A informação está registrada em um acórdão da 8ª Câmara Cível do Tribunal de Justiça de Minas Gerais (TJMG) que, em 2014, manteve a decisão de primeira instância determinando a reintegração de Eduardo Abner aos quadros da corporação. Com isso, o sargento voltou à PMMG em 2015 e ainda recebeu os salários referentes ao período em que permaneceu afastado. O caso veio à tona após a prisão de Eduardo Abner, suspeito de matar a capitã Michele na segunda-feira (20/7). A Polícia Civil investiga o crime como feminicídio e aponta indícios de um relacionamento marcado por violência psicológica, além de contradições no depoimento do militar.
Em 2009, a PM instaurou um Processo Administrativo de Exoneração (PAE) após descobrir que Eduardo Abner havia omitido, no Formulário de Ingresso na Corporação (FIC), um ato infracional cometido quando ainda era adolescente. O então policial havia sido apreendido por porte ilegal de arma de fogo, respondido a procedimentos por ato infracional e cumprido seis meses de prestação de serviços à comunidade. A omissão foi considerada incompatível com o requisito de idoneidade moral exigido para o cargo, o que levou a Polícia Militar a determinar sua exoneração. Eduardo Abner recorreu da decisão e conseguiu, na 3ª Vara da Fazenda Pública e Autarquias de Belo Horizonte, a anulação da exoneração.

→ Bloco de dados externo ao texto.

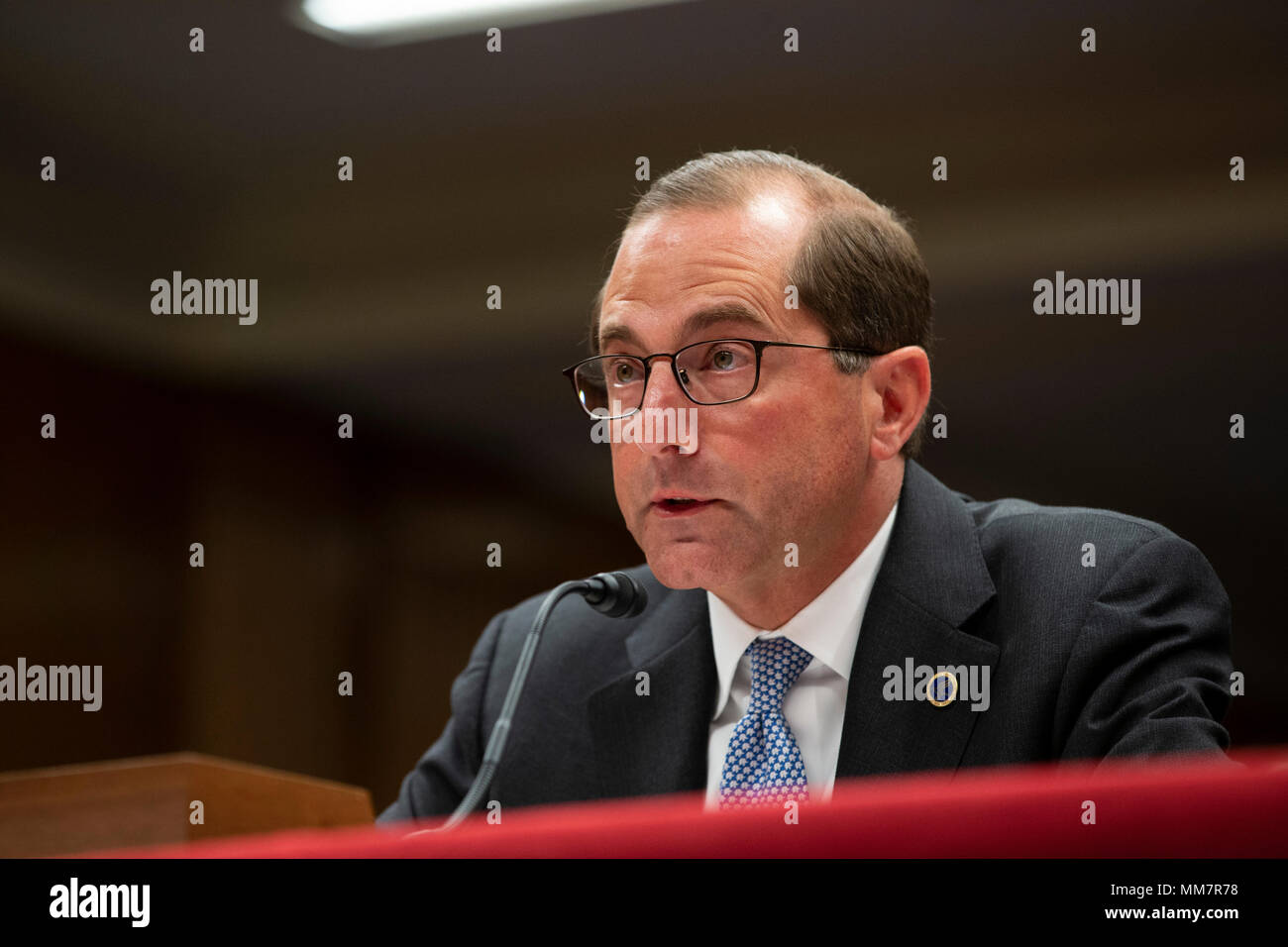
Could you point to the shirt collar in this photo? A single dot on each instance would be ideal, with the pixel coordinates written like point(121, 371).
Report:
point(827, 628)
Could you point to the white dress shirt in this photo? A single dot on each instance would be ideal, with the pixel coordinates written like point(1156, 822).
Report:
point(814, 706)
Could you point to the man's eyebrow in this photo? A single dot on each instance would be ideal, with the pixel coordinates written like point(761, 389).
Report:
point(695, 322)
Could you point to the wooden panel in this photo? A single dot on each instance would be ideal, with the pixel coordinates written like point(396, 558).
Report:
point(146, 800)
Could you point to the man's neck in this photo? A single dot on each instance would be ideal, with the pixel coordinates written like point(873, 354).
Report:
point(771, 602)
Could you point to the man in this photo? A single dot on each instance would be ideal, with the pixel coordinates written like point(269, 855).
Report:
point(819, 605)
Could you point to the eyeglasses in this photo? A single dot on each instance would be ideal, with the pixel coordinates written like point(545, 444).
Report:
point(708, 372)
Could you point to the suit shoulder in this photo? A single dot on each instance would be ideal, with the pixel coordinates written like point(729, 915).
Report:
point(1010, 527)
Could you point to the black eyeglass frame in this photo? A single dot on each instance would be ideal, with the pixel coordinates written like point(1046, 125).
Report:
point(758, 344)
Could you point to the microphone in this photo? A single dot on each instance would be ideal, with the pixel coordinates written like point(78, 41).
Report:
point(614, 594)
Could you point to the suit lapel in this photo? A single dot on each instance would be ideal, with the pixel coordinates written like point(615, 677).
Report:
point(931, 579)
point(657, 744)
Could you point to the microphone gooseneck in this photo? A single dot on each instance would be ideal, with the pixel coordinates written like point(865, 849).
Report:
point(614, 594)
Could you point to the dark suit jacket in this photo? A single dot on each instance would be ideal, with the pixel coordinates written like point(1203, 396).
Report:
point(1129, 656)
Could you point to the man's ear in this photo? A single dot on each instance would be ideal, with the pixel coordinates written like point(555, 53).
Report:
point(901, 380)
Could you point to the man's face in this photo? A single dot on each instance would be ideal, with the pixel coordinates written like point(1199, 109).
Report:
point(785, 466)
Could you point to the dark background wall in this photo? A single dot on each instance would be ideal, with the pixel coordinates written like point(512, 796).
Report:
point(369, 556)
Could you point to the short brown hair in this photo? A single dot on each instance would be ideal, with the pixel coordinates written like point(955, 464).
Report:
point(857, 265)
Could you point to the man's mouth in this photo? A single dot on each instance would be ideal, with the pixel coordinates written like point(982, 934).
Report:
point(681, 505)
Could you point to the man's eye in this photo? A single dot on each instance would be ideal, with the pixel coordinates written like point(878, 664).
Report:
point(724, 360)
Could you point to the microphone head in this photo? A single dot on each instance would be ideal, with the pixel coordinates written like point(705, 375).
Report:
point(616, 594)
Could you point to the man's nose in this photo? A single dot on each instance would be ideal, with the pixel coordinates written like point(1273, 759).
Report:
point(668, 419)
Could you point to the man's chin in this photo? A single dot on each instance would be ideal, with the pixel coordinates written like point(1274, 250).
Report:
point(688, 566)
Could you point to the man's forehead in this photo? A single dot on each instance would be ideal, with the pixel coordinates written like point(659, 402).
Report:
point(767, 218)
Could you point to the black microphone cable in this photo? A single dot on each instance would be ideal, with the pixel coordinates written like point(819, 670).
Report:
point(614, 594)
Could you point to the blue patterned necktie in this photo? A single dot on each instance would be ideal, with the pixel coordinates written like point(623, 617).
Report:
point(764, 766)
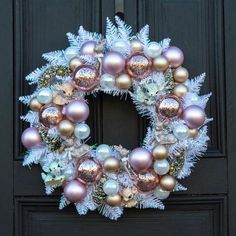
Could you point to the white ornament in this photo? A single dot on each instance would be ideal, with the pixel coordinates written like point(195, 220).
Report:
point(44, 95)
point(181, 131)
point(161, 167)
point(153, 49)
point(82, 131)
point(111, 187)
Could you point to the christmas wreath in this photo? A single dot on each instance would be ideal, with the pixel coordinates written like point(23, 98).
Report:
point(104, 177)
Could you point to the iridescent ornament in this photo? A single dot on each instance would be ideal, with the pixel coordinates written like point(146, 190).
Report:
point(86, 77)
point(138, 66)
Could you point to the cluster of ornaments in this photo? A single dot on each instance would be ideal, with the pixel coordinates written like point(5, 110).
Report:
point(110, 177)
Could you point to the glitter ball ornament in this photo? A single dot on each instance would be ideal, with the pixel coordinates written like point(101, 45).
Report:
point(86, 77)
point(138, 66)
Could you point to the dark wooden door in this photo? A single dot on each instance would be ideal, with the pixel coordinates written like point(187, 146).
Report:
point(205, 30)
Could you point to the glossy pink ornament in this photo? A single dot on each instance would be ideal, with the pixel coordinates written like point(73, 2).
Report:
point(113, 63)
point(140, 159)
point(75, 191)
point(77, 111)
point(194, 116)
point(30, 137)
point(175, 56)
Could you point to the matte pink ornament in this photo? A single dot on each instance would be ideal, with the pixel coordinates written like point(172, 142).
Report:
point(194, 116)
point(113, 62)
point(77, 111)
point(75, 191)
point(175, 56)
point(31, 137)
point(140, 159)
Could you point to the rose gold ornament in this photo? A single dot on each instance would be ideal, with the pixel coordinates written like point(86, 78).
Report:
point(89, 170)
point(147, 181)
point(138, 66)
point(167, 182)
point(86, 77)
point(160, 63)
point(123, 81)
point(180, 75)
point(50, 115)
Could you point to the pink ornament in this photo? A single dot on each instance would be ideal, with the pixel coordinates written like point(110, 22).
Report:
point(194, 116)
point(175, 56)
point(75, 191)
point(113, 62)
point(30, 137)
point(140, 159)
point(88, 48)
point(77, 111)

O estado recorreu, mas a 8ª Câmara Cível do TJMG manteve a sentença. No acórdão, os desembargadores entenderam que não seria razoável exigir que o candidato declarasse atos praticados na adolescência que já haviam sido objeto de medidas socioeducativas cumpridas integralmente. "Não se configura razoável exigir do apelado, além da apresentação das certidões negativas de antecedentes criminais, todas devidamente apresentadas, que este declare expressamente todos os fatos já ocorridos em seu passado, em especial aqueles referentes a erros cometidos enquanto menor e dos quais recebeu o benefício da remissão e cumpriu integralmente todas as medidas socioeducativas impostas", diz trecho da decisão. O Metrópoles procurou a PMMG para comentar o caso, mas ainda não obteve retorno. O espaço segue aberto.
Eduardo Abner foi preso em flagrante na noite de segunda-feira (20/7), após levar a esposa, a capitã Michele Leão Azevedo, já sem vida, ao Hospital Odilon Behrens, em Belo Horizonte. Em depoimento, o sargento afirmou que os dois consumiram bebidas alcoólicas e ecstasy e que Michele teria caído de uma escada após práticas sexuais consensuais envolvendo agressões. Segundo ele, a capitã recusou atendimento médico e morreu horas depois. A versão, porém, passou a ser contestada pela Polícia Civil. Exames preliminares apontaram múltiplas lesões pelo corpo da vítima, incluindo marcas compatíveis com chicotadas e um grave ferimento no rosto.
A investigação também apura relatos de familiares sobre um histórico de relacionamento abusivo. Durante o atendimento no hospital, Eduardo Abner ainda foi flagrado tentando descartar uma caixa com 18 comprimidos de ecstasy em uma lixeira, motivo pelo qual também passou a responder por tráfico de drogas. O caso segue sendo investigado pela Delegacia Especializada de Atendimento à Mulher, que aguarda os laudos periciais para esclarecer a dinâmica da morte da capitã Michele Leão Azevedo.